ギギイィ!再びキラーアントが音を立て鎌を振り上げる。
「ダリヤ!あんたの出番だろ!」寅二郎がダリヤの肩を叩く。
「ええ!」ダリヤがハルトに向かって走り出し、詠唱を開始する。
シドが、スピードが、違う方向から短剣を投擲する。
目を狙うその短剣をキラーアントが嫌い、鎌で叩き落す。
その瞬間、ハルトの身に光が注ぐ。「《サンクチュアリ・シールド》!」
ダリヤの防御魔法だ。
「今だ!」ハルトが盾を構えたまま突進し、キラーアントの腹に剣を突き刺す。
ギヤアアっとハルトを見下ろすキラーアントの顔に、
「我が敵を一直線に貫き、その命脈を断ち切れ!《サンダー・ボルト》!」
クローブの雷魔法が突き刺さり、その顔を消し飛ばした。
断末魔の一撃か、キラーアントの鎌が振り下ろされるその瞬間。
「往生際が悪いんだよ。
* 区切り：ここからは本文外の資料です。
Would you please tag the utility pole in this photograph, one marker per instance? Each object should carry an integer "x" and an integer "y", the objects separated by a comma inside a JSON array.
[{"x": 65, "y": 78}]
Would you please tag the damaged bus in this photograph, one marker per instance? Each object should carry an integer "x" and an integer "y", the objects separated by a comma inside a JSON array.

しつこい男はモテないぜ!」
寅二郎が飛び込み、関節を狙った一撃が、その鎌を切り飛ばしていた。
――静かになったその空洞で、シドやスピードが偵察から帰ってきた。
「だいぶ奥まで探ったが、クイーンはいないようだ」
「わかった。皆一度外へ出よう」ハルトのセリフで皆、縄を伝い外へと這い出た。
「ギルドへは俺たちが報告へ行こう。二人はどうする?」ハルトが問い、
「俺たちは帝国に用があってな。ここで別れよう」シドが答えるが、
「クイーンはどうする?ここにはいなかったが」と続けた。
ハルトは《故郷の四枚札》のメンバーたちを見回し、
「キラークイーンは俺たちが追う。まぁ今度は気長にやるさ」
晴れやかな表情でハルトは言い、そのハルトの顔を嬉しそうにダリヤが眺める。
そのダリヤの横顔を、苦笑いで見つめた寅二郎が呟いた。
「ちぇ……ダリヤ、いい表情だぜ」
そうして寅二郎たちは乗合馬車に戻り、馬車は走り出す。
《故郷の四枚札》の乗る馬車はその反対側へと。
(いつかまた)皆、胸にその思いを抱いて――。